# Start seeds in Jiffy pellets then into hydro?



## Dirty Harry (Feb 6, 2010)

I have been around enough I should know this, but I don't because I never done it. I usually start my seeds off in rock wool and them put them into ebb & flow with hydroton. Well, I got distracted (or lazy) and forgot to check on my rock wool seedlings and they dried out and died. 

If I were start in jiffy pellets (I don't think they dry out as fast as 1 inch rock wool) and then put them into the ebb & flow, will that small amount of soil cause any root problems?


----------



## tip top toker (Feb 6, 2010)

i'd have thought that the peat pellet would just "dislove" into the flow. i know that every time i gently dunked mine in water for the clones, the thing would let lots and lots of particles out into the bowl of water. i imagine the direct issues of this aside, the peat would crap out your pump


----------



## potpimp (Feb 6, 2010)

You should not put peat plugs or Jiffy Pellets into a hydro unit but you can put them into a net pot (I use the 2"); I've done that several grows and it works fine.


----------



## Pipe Dream (Feb 6, 2010)

I thought jiffy pellets was a soiless medium.


----------



## Miss MeanWeed (Feb 6, 2010)

The bits from the peat pot will loosen and clog up your system, unless you can find a way to avoid it. Maybe cutting the netting loose, and rinsing it under running water. Even if the roots are through the netting, you can rinse all the loose stuff away and just leave the netting on the roots.


----------



## Dirty Harry (Feb 6, 2010)

potpimp said:


> You should not put peat plugs or Jiffy Pellets into a hydro unit but you can put them into a net pot (I use the 2"); I've done that several grows and it works fine.


So you mean don't put them directly into ebb&flow but put them into a net pot and then put that into the ebb&flow?

I just set some newly cracked seeds into larger 2" rock wool cubes. They should not dry as fast.

I just figured the pellets would not dry as fast and since it has some soil, it would have something the roots could feed on.


----------



## Dirty Harry (Feb 6, 2010)

Miss MeanWeed said:


> The bits from the peat pot will loosen and clog up your system, unless you can find a way to avoid it. Maybe cutting the netting loose, and rinsing it under running water. Even if the roots are through the netting, you can rinse all the loose stuff away and just leave the netting on the roots.

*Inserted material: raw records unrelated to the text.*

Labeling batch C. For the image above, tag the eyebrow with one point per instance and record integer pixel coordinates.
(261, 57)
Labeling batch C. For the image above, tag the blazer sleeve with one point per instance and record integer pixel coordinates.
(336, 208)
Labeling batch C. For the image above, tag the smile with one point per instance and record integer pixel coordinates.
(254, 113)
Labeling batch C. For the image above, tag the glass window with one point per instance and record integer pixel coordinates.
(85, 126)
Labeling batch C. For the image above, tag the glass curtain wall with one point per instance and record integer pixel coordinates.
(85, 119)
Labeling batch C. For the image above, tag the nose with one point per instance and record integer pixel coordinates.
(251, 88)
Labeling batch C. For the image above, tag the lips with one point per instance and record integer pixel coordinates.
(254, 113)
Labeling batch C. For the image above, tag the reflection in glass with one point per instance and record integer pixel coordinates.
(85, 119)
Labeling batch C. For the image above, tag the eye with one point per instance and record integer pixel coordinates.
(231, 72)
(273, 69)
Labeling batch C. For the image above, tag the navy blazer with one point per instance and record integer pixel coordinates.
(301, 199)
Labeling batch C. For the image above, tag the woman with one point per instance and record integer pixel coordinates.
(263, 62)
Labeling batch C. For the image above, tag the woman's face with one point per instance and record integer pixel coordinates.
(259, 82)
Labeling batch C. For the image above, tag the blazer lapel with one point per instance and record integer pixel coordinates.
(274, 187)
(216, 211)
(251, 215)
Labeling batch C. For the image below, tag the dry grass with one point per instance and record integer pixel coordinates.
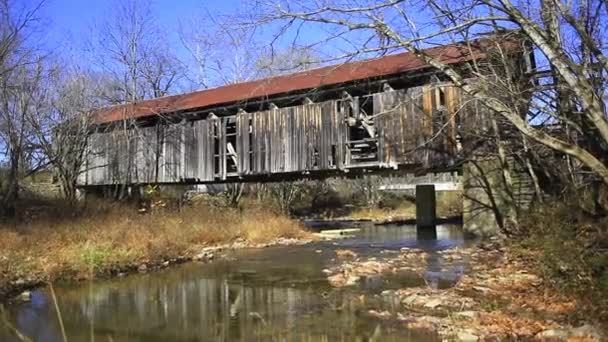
(103, 237)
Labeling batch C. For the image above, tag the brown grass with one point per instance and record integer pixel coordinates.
(102, 237)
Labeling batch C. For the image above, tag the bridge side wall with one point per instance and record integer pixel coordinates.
(415, 126)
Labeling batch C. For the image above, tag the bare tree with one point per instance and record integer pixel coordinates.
(63, 125)
(565, 112)
(21, 72)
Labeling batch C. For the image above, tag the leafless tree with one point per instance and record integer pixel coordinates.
(63, 125)
(134, 53)
(565, 112)
(21, 71)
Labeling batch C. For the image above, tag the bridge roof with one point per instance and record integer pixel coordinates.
(298, 82)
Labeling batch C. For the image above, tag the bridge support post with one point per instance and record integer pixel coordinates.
(425, 206)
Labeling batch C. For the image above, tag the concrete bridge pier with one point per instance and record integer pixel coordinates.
(425, 206)
(487, 204)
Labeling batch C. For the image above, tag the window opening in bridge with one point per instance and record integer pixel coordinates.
(230, 148)
(215, 128)
(362, 140)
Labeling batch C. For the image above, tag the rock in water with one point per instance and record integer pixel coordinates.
(466, 336)
(25, 296)
(345, 254)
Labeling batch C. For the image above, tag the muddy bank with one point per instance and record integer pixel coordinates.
(499, 297)
(19, 289)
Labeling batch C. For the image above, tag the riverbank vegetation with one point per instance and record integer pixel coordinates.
(53, 242)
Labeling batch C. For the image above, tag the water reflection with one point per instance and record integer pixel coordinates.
(274, 294)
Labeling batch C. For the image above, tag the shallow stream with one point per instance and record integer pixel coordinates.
(271, 294)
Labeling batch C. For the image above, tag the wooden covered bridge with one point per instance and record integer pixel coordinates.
(392, 112)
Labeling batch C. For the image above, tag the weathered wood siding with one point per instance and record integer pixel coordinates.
(415, 126)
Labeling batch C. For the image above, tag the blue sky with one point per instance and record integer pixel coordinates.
(70, 21)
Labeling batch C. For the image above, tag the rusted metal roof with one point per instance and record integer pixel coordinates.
(300, 81)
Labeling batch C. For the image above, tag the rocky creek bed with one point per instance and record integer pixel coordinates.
(19, 289)
(499, 297)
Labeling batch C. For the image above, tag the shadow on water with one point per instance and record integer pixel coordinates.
(278, 293)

I was thinking about that, but using PH'd room temp RO water to rinse away the soil. I'll have to experiment that with a few seeds.
My pump has a pre-filter, but I don't want to have to worry about it.


----------



## potpimp (Feb 6, 2010)

Dirty Harry said:


> So you mean don't put them directly into ebb&flow but put them into a net pot and then put that into the ebb&flow?
> 
> I just set some newly cracked seeds into larger 2" rock wool cubes. They should not dry as fast.
> 
> I just figured the pellets would not dry as fast and since it has some soil, it would have something the roots could feed on.


I would put them in a net pot if it were me. I forgot to mention one thing: get a paint strainer and put the pump in it to keep out any particles from the Jiffy pots.


----------



## sixstring2112 (Feb 6, 2010)

Dirty Harry said:


> I have been around enough I should know this, but I don't because I never done it. I usually start my seeds off in rock wool and them put them into ebb & flow with hydroton. Well, I got distracted (or lazy) and forgot to check on my rock wool seedlings and they dried out and died.
> 
> If I were start in jiffy pellets (I don't think they dry out as fast as 1 inch rock wool) and then put them into the ebb & flow, will that small amount of soil cause any root problems?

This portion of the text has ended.